From the reviews (a few: here and here and here and here) it's clear this is not about the Orientalist fantasy nudes, erotic harem girls who existed only in European sexual imaginings of the exotic East, so prominent in 19th century art (a subject for another post), but nudes in the work of Arab artists, and an attempt to situate their appreciation of the nude in the context of the broader Arabic cultural awakening, the nahda. The reviews emphasize that the exhibit did not minimize the obvious masculine viewpoint of the artists. A summary from the exhibition's Facebook page:
The Arab Nude: The Artist as Awakener examines the way in which artists and intellectuals of the Mandate era engaging in a double struggle against imperialism, Ottoman and European, resorted to an ideal form or pictorial device to concretize their visions of Arab modernity. For them, to be “Arab” was as much a matter of ambiguity and ambition as was the quest to be an artist. In fact, both labels required leaps of imagination over local conditions and imperial plans. What claims for identity, community, and political society were invested in the divesting of Arab bodies of their clothes? Our exhibition documents the debates that met the genre of the Nude in exhibition halls and newspapers. It situates artistic practices in relation to ongoing, urgent discussions about the meaning of citizenship, urbanity, and internationalism carried out amid movements for women’s rights, pan-Arabism, and various nationalisms, as well as educational reform, militarization, the scouting movement and nudist colonies. Without espousing the role of awakener for artists, our subtitle foregrounds the social, political or cultural motivations for these artists to embrace and adopt the genre of the Nude in their artistic careers.

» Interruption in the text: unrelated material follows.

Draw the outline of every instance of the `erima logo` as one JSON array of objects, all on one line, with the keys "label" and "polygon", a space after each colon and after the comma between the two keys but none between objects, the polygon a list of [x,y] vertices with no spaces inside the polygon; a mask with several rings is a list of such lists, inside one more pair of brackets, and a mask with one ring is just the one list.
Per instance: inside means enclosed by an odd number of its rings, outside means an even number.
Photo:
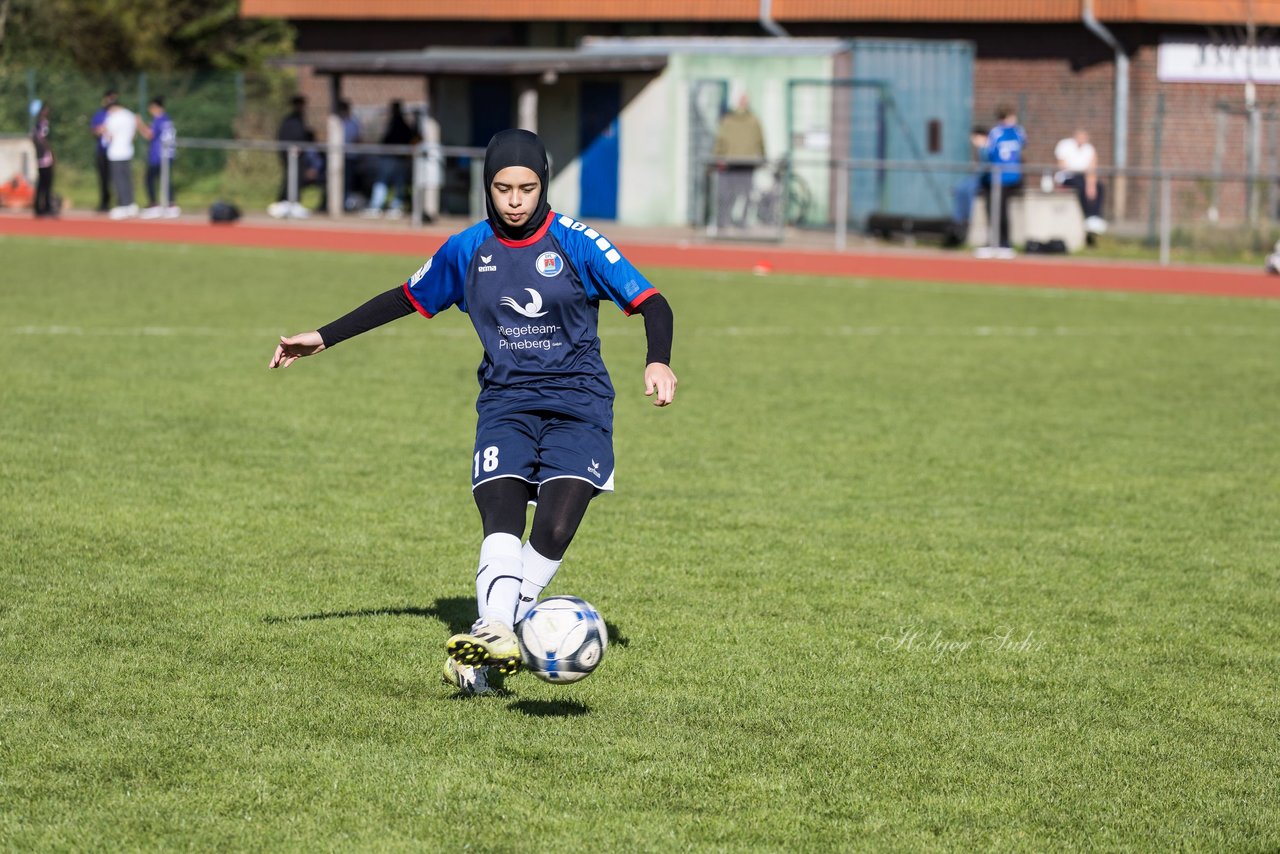
[{"label": "erima logo", "polygon": [[599,477],[599,476],[600,476],[600,464],[599,464],[598,462],[596,462],[595,460],[592,460],[592,461],[591,461],[591,465],[587,466],[587,471],[591,472],[591,474],[592,474],[593,476],[595,476],[595,477]]},{"label": "erima logo", "polygon": [[490,263],[490,262],[492,262],[492,261],[493,261],[493,256],[492,256],[492,255],[481,255],[481,256],[480,256],[480,266],[479,266],[479,267],[476,267],[476,272],[477,272],[477,273],[496,273],[496,272],[498,272],[498,265],[497,265],[497,264]]},{"label": "erima logo", "polygon": [[[484,268],[481,267],[481,269]],[[529,302],[526,305],[521,305],[512,297],[503,297],[498,300],[498,305],[505,305],[516,314],[522,314],[525,317],[542,317],[542,315],[546,314],[546,312],[542,310],[542,294],[538,293],[533,288],[525,288],[525,292],[529,294],[530,297]]]}]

Or as the last of the reviews linked above says:
More importantly, perhaps, it addresses the idea that these artists used their work to express liberation from Ottoman and European colonisation. As the title suggests, the exhibition, curated by Octavian Esanu and Kirsten Scheid, seeks to establish to what extent these artists used their artistic explorations of the nude as a means of promoting social change in line with the spirit of the nahda – a period of modernisation known in Arabic as the “awakening.” In the context of discussions about the meaning of identity, community, citizenship and internationalism, and of what it meant to be “an Arab,” what was the significance of the Arab form laid bare?